Politico’s Matt Friedman reports today:

In an absolutely scathing audit released yesterday, the state comptroller outlined the lack of oversight and standards in how the Economic Development Authority holds companies to the job creation goals they’re supposed to meet. Often, the state has just been taking corporations’ word for it that they’re creating the jobs without a concrete system to check them. The comptroller audited a small portion of the incentives awarded and found millions in overpayments and other problems.
This is the legacy of former Gov. Christie as well as Senate President Sweeney, and for that matter, Lt. Gov. Oliver, who was Assembly speaker when the Legislature passed the 2013 law to vastly expand the state tax credit programs. The board members of the EDA over the years bear responsibility. And perhaps we should have seen this coming. The Economic Opportunity Act of 2013’s biggest champion wound up resigning in disgrace over an unrelated case shortly after it was passed. And that bill had been rewritten at the last minute with sweetener after sweetener for South Jersey.
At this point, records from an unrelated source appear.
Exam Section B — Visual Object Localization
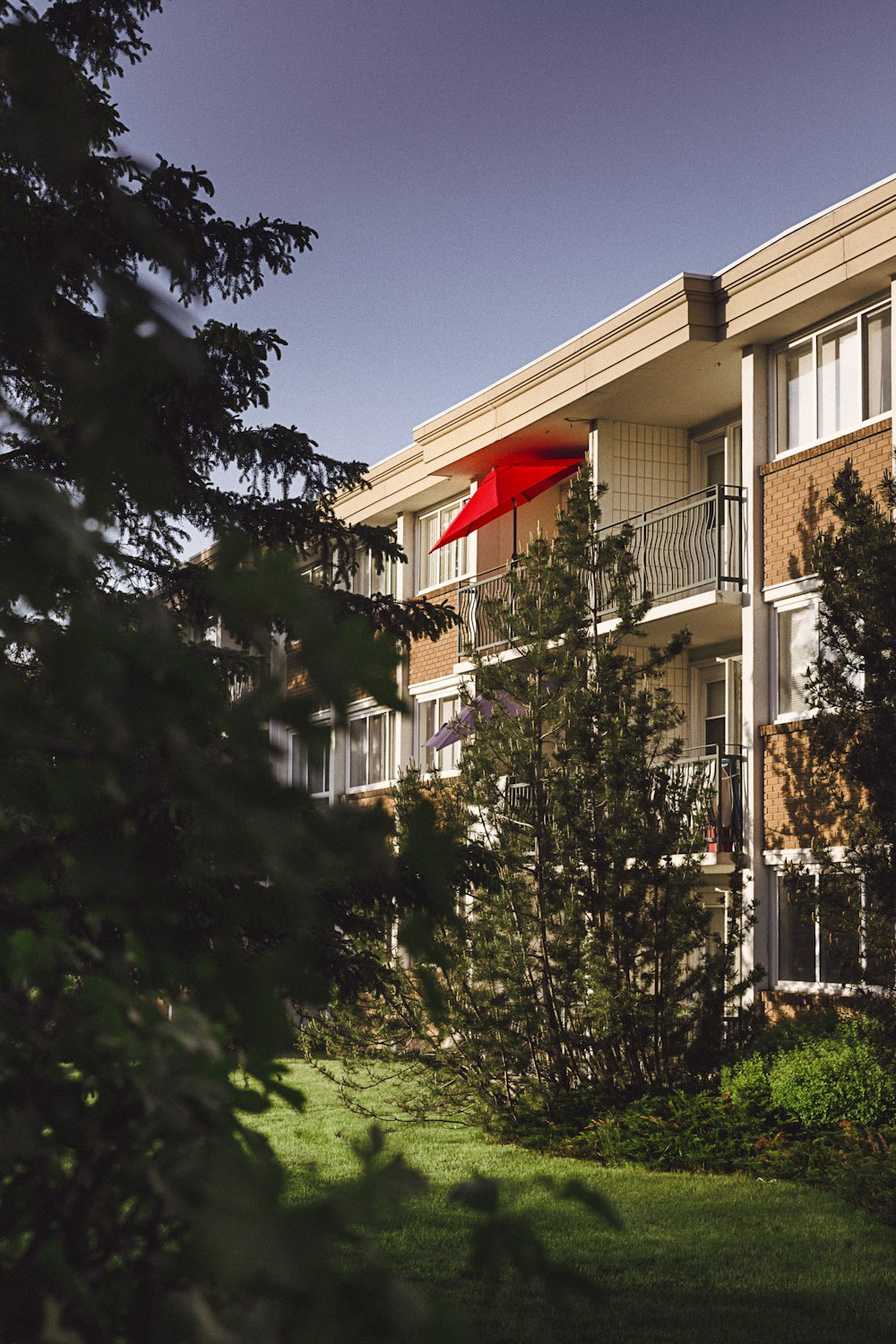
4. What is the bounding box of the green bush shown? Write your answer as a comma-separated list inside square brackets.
[769, 1031, 896, 1128]
[721, 1054, 771, 1109]
[721, 1011, 896, 1128]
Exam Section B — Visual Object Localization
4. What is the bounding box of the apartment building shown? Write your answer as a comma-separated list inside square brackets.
[283, 177, 896, 1004]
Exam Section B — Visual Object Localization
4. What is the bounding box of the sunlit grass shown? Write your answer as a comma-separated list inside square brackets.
[251, 1064, 896, 1344]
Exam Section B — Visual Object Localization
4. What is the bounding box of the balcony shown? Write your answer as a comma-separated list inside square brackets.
[505, 745, 745, 863]
[457, 486, 747, 658]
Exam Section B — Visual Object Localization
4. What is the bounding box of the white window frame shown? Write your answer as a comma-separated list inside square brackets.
[772, 851, 884, 995]
[771, 588, 820, 723]
[345, 704, 395, 793]
[350, 547, 398, 597]
[289, 711, 333, 803]
[770, 297, 892, 457]
[691, 421, 743, 494]
[414, 683, 462, 776]
[417, 495, 469, 593]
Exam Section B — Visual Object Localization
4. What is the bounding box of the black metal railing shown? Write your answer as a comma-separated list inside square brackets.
[457, 486, 747, 658]
[670, 745, 745, 854]
[598, 486, 747, 616]
[504, 745, 745, 854]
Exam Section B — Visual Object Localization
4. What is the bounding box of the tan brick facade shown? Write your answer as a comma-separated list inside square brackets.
[759, 419, 893, 588]
[409, 583, 458, 685]
[759, 722, 844, 849]
[759, 419, 893, 849]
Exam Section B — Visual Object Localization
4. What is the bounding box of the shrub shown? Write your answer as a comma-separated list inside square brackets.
[769, 1031, 896, 1128]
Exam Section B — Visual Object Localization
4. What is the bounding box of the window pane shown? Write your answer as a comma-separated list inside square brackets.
[348, 719, 366, 789]
[818, 873, 861, 986]
[439, 500, 461, 583]
[864, 874, 896, 989]
[778, 602, 818, 714]
[780, 341, 815, 448]
[307, 742, 329, 793]
[420, 513, 444, 588]
[439, 695, 461, 771]
[352, 550, 372, 597]
[418, 701, 439, 771]
[366, 714, 385, 784]
[778, 882, 815, 983]
[817, 323, 863, 438]
[866, 309, 892, 419]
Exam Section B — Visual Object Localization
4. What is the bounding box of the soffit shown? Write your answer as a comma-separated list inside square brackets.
[414, 276, 718, 472]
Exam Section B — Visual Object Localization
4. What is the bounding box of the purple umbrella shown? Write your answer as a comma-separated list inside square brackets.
[423, 691, 525, 752]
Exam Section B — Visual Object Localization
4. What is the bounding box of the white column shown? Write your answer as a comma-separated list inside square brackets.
[890, 276, 896, 467]
[589, 421, 616, 523]
[742, 346, 772, 1000]
[395, 513, 417, 773]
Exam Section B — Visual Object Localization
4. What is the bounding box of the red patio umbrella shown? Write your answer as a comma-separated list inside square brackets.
[430, 449, 584, 559]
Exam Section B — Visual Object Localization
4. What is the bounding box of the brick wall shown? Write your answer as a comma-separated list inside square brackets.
[759, 419, 893, 849]
[409, 583, 457, 685]
[286, 645, 329, 714]
[759, 419, 893, 588]
[759, 722, 844, 849]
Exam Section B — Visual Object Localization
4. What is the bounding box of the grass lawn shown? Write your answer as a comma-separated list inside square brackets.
[251, 1064, 896, 1344]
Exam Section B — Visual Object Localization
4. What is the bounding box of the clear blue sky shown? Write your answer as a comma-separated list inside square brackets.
[116, 0, 896, 473]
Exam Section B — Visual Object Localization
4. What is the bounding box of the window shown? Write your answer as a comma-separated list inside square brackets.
[348, 710, 391, 789]
[289, 719, 331, 798]
[775, 597, 818, 719]
[302, 562, 328, 588]
[778, 870, 895, 986]
[777, 304, 892, 453]
[415, 691, 461, 771]
[417, 499, 466, 589]
[352, 550, 396, 597]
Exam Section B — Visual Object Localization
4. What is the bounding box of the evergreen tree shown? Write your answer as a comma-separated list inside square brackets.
[0, 0, 459, 1344]
[332, 486, 745, 1125]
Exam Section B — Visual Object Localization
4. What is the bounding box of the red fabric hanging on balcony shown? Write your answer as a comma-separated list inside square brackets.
[430, 449, 584, 556]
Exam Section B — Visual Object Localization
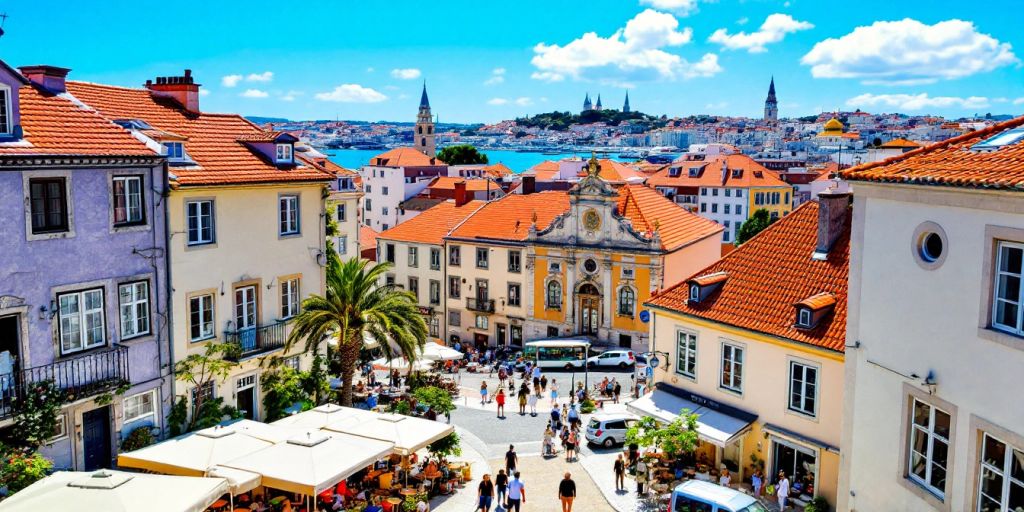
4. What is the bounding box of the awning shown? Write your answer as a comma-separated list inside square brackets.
[626, 389, 757, 447]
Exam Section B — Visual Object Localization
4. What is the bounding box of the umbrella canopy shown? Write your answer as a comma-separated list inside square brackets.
[225, 430, 393, 496]
[118, 424, 273, 476]
[326, 414, 455, 455]
[0, 470, 227, 512]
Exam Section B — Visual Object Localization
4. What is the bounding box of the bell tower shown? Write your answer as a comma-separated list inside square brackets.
[413, 82, 436, 158]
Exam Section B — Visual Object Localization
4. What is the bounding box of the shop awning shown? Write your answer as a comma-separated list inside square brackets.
[627, 386, 757, 447]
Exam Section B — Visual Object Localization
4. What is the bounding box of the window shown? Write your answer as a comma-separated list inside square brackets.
[476, 247, 488, 268]
[676, 331, 697, 379]
[790, 361, 818, 416]
[618, 287, 637, 316]
[185, 201, 216, 246]
[548, 281, 562, 309]
[449, 275, 462, 299]
[409, 247, 420, 268]
[124, 389, 157, 423]
[430, 248, 441, 270]
[992, 242, 1024, 336]
[118, 281, 150, 340]
[907, 398, 950, 498]
[509, 251, 522, 273]
[114, 176, 145, 225]
[977, 433, 1024, 512]
[188, 294, 213, 341]
[509, 283, 522, 307]
[281, 279, 299, 318]
[720, 343, 743, 393]
[279, 196, 299, 234]
[57, 288, 106, 354]
[275, 144, 292, 164]
[29, 178, 68, 233]
[430, 280, 441, 305]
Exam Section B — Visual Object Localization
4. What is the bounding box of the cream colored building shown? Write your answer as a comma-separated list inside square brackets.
[839, 118, 1024, 511]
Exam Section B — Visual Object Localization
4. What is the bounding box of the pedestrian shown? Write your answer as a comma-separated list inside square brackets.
[476, 474, 495, 512]
[495, 469, 509, 508]
[776, 471, 790, 511]
[558, 471, 575, 512]
[505, 444, 519, 474]
[506, 471, 526, 512]
[495, 388, 505, 418]
[612, 454, 626, 490]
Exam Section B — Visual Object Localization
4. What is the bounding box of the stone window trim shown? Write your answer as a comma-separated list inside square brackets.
[963, 414, 1024, 510]
[978, 224, 1024, 350]
[22, 170, 74, 242]
[896, 382, 957, 512]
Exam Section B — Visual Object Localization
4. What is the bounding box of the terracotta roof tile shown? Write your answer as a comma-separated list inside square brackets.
[378, 201, 485, 246]
[648, 201, 850, 352]
[842, 117, 1024, 190]
[0, 84, 157, 157]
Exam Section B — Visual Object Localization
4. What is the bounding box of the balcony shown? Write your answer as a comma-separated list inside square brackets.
[466, 297, 495, 313]
[0, 346, 130, 420]
[224, 322, 287, 361]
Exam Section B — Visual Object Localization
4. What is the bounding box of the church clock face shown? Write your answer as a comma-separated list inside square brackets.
[583, 210, 601, 231]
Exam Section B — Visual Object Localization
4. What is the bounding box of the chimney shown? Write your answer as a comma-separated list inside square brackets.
[812, 183, 853, 260]
[455, 180, 469, 208]
[145, 70, 200, 113]
[520, 176, 537, 196]
[18, 66, 71, 94]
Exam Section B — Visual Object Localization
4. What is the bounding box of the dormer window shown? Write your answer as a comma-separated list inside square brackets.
[274, 144, 292, 164]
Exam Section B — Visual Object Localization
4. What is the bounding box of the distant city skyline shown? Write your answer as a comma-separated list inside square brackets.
[0, 0, 1024, 123]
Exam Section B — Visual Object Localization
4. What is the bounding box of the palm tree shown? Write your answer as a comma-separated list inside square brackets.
[285, 258, 427, 406]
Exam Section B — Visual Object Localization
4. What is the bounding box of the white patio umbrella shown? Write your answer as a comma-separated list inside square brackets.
[0, 470, 227, 512]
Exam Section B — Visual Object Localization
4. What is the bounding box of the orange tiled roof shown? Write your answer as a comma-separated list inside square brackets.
[377, 200, 486, 246]
[0, 85, 158, 157]
[842, 117, 1024, 190]
[618, 184, 724, 251]
[370, 147, 446, 167]
[67, 81, 332, 185]
[648, 201, 850, 352]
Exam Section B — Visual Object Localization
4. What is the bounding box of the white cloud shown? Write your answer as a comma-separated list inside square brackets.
[246, 71, 273, 82]
[220, 75, 245, 87]
[315, 84, 387, 103]
[708, 12, 814, 53]
[801, 18, 1018, 85]
[846, 92, 989, 111]
[640, 0, 697, 16]
[530, 9, 722, 85]
[240, 89, 269, 98]
[391, 68, 421, 80]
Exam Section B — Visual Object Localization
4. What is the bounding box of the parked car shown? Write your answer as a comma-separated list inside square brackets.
[587, 350, 636, 368]
[587, 413, 639, 447]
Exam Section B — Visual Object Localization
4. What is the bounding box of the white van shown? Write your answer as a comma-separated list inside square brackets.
[669, 480, 768, 512]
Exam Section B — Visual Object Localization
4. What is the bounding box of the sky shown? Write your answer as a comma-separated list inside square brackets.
[0, 0, 1024, 123]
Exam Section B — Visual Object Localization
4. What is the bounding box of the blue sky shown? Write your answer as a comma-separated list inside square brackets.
[0, 0, 1024, 122]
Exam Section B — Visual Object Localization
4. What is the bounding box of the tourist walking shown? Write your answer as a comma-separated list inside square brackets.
[476, 474, 495, 512]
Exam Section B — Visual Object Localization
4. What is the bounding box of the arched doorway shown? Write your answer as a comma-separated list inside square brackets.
[577, 283, 601, 336]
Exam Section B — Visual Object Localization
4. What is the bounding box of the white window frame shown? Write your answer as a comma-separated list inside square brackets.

One of the agency’s leaders, Michele Brown, was a first and foremost a Christie loyalist. Another, Melissa Orsen, left to take a job at South Jersey Industries, which had been awarded a $12 million incentive.
Sure, you can argue that it’s not the law that failed but its implementation. But you could just as easily argue that in vastly expanding the program, lawmakers should have included stricter enforcement standards.
The tax credit programs are set to expire in July. Sweeney indicated recently that he’d like to pretty much keep them as is. Murphy wants big changes. It’s hard to imagine at this point that Sweeney could get a veto-proof majority to push through a bill that doesn’t make major changes.